4. The belt says honda on it so I suspect original belt, no cracks in it on the top or bottom side, but does show it's age. I think it has never been done. Alternator and PS belts look similar.
5. After removing the harmonic balancer I found a bunch of oil near the bottom of the timing cover. I had been spraying penetrant so its possible that I made it look worse than it is. Either way, I think that either there was a leak in the pan gasket right there, or the crank seal is leaking, or the oil pump o-rings are leaking, or a combination of the 3. I plan to do all 3 anyway.
6. The water pump and tensioner pulleys feel solid but I bought them so I will change them out. At this point I will wait until I get the head off and on to do them.
7. I messed up the timing when removing the harmonic balancer. Afterward, I set the crank to TDC. I just need to turn the cam sprocket until it lines up properly before putting the new belt on. I will check the firing order, but I think I just need to ensure that both cylinder 1 valves are closed and both cylinder 3 valves are open and the timing will be correct. Any reason that this method won't work?
8. I found many specialty bolts quite rusted and rounded off that I will need to order before reassembly.
9. The adjuster screw is missing from the alternator bracket entirely. I guess whomever put it in just got the belt tight by hand.
Its not going too badly I think. I haven't broken a bolt off yet.
Coolant shows signs of boiling and bubbly nature in the water jacket just like at the thermostat. I also got a bunch of gunky coagulated coolant out of the drain plug hole, next to the oil filter. I am not sure how to look for signs of gasket failure on these MLS gaskets.
It looks like the cylinder 1 head, right, is cleaner than the rest at the top and bottom. Also looking at the pistons themselves, cylinder 1 is cleaner than the rest. I think that's where my leak was.
Over the past 2 months I have put everything back together. Today I finally filled the oil pan and cooling system and started her up. She started relatively easily considering how long she has been sitting. I had removed the thermostat and only filled the system with pure distilled water to allow for it to flush the heater core since that was the only part of the cooling system I didn't clean by hand. I saw no oil or coolant leaks under the car during running or shortly after.
However, to my dismay the radiator fans never turned on. The shop manual says that the switch on temperature is 196-203 F. I tracked the ECT sensor to 208 F before I turned off the car (Don't want to boil the water). Additionally the paperclip jumper still turns the fans on just fine.
I am at a bit of a loss here. The only thing I can think of is that the ECT sensor is reporting the wrong temp and she never actually got to 208. The part is new and NTK so I trust the part. The actual switch sensor is FACET brand, which I don't know much about, but it did test good for continuity when I placed both it and the original in boiling water.

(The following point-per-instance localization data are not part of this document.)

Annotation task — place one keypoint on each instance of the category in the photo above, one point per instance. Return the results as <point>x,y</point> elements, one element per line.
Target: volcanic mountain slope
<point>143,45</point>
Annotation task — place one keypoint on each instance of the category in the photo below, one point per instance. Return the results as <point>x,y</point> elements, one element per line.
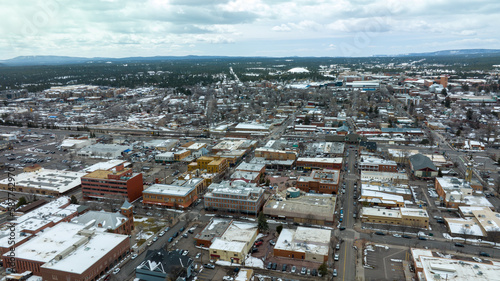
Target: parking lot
<point>386,262</point>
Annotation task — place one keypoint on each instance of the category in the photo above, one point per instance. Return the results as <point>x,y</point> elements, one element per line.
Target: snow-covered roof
<point>305,240</point>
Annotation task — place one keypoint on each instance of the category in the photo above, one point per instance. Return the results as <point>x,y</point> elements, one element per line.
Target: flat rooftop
<point>84,256</point>
<point>454,270</point>
<point>52,180</point>
<point>336,160</point>
<point>167,189</point>
<point>305,240</point>
<point>105,165</point>
<point>215,228</point>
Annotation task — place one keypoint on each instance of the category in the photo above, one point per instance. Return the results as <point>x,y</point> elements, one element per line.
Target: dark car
<point>269,265</point>
<point>208,265</point>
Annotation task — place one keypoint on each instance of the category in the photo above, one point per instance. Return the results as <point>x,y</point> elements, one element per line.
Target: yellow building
<point>404,216</point>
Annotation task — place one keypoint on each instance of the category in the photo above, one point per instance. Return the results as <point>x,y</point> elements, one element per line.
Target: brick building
<point>320,181</point>
<point>119,182</point>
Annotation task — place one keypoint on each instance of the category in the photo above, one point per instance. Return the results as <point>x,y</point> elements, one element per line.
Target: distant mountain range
<point>61,60</point>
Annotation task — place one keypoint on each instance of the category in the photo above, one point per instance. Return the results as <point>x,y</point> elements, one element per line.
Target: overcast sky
<point>122,28</point>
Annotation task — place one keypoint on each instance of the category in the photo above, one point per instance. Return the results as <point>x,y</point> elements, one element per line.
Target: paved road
<point>347,256</point>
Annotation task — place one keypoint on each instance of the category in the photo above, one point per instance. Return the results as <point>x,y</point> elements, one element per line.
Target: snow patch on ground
<point>254,262</point>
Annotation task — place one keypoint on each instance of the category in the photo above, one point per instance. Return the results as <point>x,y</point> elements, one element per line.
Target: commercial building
<point>275,154</point>
<point>305,243</point>
<point>214,229</point>
<point>317,209</point>
<point>452,191</point>
<point>330,149</point>
<point>45,182</point>
<point>36,220</point>
<point>404,216</point>
<point>119,182</point>
<point>432,267</point>
<point>235,196</point>
<point>479,222</point>
<point>230,145</point>
<point>320,181</point>
<point>119,223</point>
<point>172,195</point>
<point>108,165</point>
<point>249,172</point>
<point>160,265</point>
<point>379,178</point>
<point>422,167</point>
<point>100,150</point>
<point>377,164</point>
<point>161,145</point>
<point>234,245</point>
<point>305,163</point>
<point>389,189</point>
<point>71,251</point>
<point>215,165</point>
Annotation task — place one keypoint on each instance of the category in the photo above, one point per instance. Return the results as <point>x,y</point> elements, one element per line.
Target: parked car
<point>283,267</point>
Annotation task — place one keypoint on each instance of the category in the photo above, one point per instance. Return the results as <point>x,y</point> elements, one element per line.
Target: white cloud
<point>151,27</point>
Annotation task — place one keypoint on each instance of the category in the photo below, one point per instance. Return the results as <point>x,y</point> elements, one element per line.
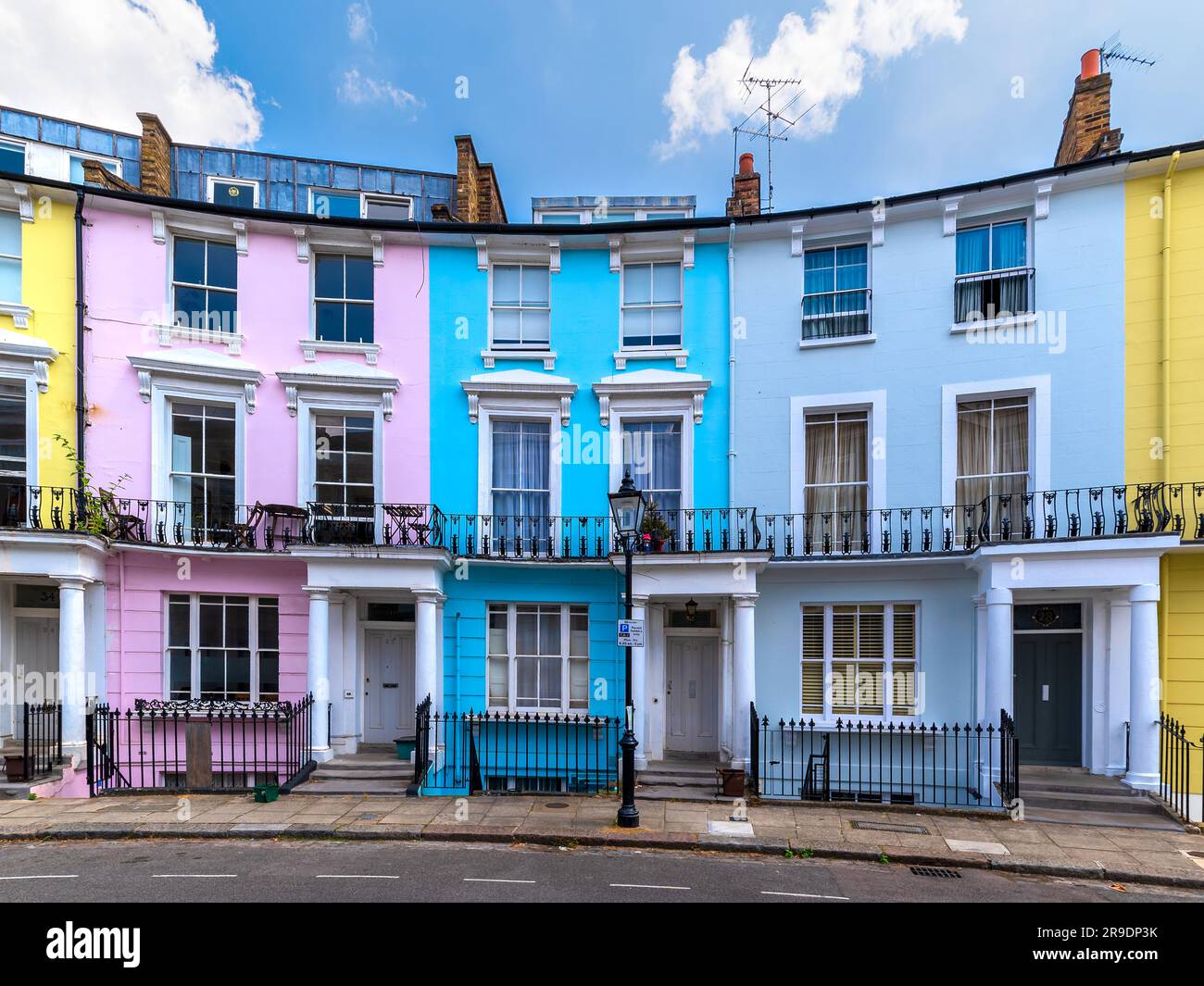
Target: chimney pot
<point>1090,64</point>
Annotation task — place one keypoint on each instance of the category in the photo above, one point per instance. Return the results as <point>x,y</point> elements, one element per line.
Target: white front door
<point>693,693</point>
<point>35,665</point>
<point>389,685</point>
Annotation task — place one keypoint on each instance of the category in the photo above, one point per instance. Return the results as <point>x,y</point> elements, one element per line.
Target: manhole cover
<point>935,870</point>
<point>913,830</point>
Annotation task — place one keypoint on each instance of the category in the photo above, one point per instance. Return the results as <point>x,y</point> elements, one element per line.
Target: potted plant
<point>655,529</point>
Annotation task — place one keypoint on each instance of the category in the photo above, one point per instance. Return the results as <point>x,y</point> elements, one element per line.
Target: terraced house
<point>349,436</point>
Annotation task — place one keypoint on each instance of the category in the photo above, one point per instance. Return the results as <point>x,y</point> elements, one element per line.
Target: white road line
<point>646,886</point>
<point>811,896</point>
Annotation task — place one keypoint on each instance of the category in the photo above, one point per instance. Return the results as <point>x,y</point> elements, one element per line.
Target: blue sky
<point>567,97</point>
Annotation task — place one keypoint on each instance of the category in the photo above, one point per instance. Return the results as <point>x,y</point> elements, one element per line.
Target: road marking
<point>811,896</point>
<point>646,886</point>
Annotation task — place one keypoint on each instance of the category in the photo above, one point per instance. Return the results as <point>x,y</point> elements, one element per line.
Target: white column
<point>1144,688</point>
<point>998,654</point>
<point>639,682</point>
<point>320,668</point>
<point>426,645</point>
<point>745,677</point>
<point>72,665</point>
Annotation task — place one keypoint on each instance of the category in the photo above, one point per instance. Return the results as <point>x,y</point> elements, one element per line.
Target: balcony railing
<point>994,293</point>
<point>835,315</point>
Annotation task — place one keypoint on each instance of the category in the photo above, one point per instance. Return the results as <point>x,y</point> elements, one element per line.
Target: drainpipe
<point>731,365</point>
<point>80,361</point>
<point>1164,561</point>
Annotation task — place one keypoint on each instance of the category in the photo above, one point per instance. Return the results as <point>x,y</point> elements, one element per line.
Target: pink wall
<point>127,276</point>
<point>136,583</point>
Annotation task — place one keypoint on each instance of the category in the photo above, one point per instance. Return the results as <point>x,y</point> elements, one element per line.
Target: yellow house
<point>1164,395</point>
<point>37,337</point>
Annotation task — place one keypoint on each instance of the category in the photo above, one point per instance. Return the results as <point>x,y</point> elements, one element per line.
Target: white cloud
<point>359,23</point>
<point>104,61</point>
<point>359,89</point>
<point>830,55</point>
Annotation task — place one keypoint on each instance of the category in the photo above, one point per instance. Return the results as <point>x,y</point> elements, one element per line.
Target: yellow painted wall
<point>47,284</point>
<point>1183,596</point>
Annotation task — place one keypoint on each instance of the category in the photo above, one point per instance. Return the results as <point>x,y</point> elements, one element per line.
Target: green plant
<point>654,523</point>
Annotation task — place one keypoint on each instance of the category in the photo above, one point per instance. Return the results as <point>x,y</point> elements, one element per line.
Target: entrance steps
<point>685,779</point>
<point>1072,796</point>
<point>371,770</point>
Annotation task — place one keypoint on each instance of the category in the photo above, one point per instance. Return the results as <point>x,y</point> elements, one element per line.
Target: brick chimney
<point>478,197</point>
<point>156,156</point>
<point>1086,131</point>
<point>746,199</point>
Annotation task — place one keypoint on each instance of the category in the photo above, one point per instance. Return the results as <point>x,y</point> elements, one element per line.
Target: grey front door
<point>1048,697</point>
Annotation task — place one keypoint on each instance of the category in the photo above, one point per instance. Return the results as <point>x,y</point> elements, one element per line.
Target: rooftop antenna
<point>777,121</point>
<point>1112,51</point>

After some reading of the service manual I learned some things which made me decide to proceed and I am glad I did.
1. The ECT sensor, while externally very close to the fan switch, is measuring coolant temp at a hotter spot in the water jacket than the fan switch. I don't know why this didn't occur to me earlier but here we are.

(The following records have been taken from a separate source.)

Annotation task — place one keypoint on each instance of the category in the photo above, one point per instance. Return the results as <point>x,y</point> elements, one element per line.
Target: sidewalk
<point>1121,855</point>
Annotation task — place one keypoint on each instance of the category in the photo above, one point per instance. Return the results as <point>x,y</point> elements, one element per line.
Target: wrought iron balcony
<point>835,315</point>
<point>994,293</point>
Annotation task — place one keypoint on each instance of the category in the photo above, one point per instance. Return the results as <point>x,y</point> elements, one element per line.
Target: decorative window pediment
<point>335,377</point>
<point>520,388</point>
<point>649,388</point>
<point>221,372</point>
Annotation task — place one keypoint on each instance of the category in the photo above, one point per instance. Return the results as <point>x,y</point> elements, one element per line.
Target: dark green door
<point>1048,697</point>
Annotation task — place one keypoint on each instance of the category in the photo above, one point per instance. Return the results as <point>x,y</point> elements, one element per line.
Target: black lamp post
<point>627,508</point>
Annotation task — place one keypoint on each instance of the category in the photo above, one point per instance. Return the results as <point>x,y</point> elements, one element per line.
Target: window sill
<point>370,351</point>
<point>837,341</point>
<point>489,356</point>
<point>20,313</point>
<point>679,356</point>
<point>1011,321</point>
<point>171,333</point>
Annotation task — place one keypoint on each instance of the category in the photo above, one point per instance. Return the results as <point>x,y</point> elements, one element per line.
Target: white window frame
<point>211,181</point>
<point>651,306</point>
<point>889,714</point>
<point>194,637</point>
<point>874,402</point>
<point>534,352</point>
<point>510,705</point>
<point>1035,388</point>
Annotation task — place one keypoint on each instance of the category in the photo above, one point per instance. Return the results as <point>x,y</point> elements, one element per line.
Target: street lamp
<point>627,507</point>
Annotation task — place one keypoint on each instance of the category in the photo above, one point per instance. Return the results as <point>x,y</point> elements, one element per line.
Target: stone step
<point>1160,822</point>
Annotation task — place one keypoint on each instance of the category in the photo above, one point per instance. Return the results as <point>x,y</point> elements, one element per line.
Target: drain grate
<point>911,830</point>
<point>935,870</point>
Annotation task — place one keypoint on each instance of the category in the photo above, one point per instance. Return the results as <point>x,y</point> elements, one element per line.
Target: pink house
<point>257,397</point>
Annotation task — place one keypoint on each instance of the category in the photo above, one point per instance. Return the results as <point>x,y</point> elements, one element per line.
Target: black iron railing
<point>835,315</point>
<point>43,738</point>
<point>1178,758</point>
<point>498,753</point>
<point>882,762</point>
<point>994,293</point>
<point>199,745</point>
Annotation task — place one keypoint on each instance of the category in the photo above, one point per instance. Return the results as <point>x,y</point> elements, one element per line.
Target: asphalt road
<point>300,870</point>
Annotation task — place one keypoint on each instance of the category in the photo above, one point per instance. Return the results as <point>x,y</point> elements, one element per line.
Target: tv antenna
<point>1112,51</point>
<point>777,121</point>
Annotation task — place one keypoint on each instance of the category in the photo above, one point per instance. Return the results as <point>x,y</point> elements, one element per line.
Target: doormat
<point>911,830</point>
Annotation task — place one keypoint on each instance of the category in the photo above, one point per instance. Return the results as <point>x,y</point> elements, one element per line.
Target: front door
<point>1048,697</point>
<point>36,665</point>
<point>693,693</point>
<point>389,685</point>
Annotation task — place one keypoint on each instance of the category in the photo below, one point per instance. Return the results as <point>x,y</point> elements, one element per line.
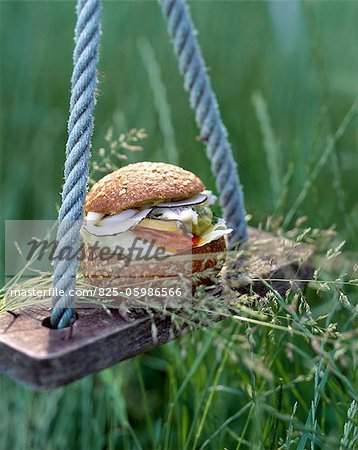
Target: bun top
<point>140,184</point>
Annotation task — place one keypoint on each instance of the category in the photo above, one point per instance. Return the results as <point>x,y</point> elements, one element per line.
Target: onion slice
<point>117,223</point>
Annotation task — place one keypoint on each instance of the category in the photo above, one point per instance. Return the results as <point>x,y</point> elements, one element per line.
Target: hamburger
<point>161,208</point>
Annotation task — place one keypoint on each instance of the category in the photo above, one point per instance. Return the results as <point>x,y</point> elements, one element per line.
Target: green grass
<point>286,84</point>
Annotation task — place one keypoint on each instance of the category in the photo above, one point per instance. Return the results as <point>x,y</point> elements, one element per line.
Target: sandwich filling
<point>174,226</point>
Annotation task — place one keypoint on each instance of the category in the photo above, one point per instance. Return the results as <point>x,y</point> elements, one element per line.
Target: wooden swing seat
<point>45,358</point>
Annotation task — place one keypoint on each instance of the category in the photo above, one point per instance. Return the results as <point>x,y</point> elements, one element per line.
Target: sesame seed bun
<point>113,272</point>
<point>139,184</point>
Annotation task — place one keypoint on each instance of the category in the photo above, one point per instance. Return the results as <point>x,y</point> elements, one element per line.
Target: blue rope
<point>80,128</point>
<point>208,119</point>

2. The service manual also states that normal engine operation occurs between 176-212 F.
From these two pieces of info I figured that by only allowing the ECT sensor reading to only reach 208F I was likely not letting the fan switch get to operating temp. So since I wanted to test this, I started flushing the system getting ready to add coolant and be more comfortable hitting those higher temps. During my water only flushes I would get her up to 200F then let the car idle for 5 minutes, before draining and repeating. The radiator only drains about 2 quarts anyway which is half the capacity so this would be iterative anyway. During one of those cycles I let her idle a bit longer and I heard the fans come on, so it seems like I've been successful!
I am now doing a final flush and then adding concentrate to hope for close to 50/50 mix. I'll dial that in in the coming days if she remains a driver.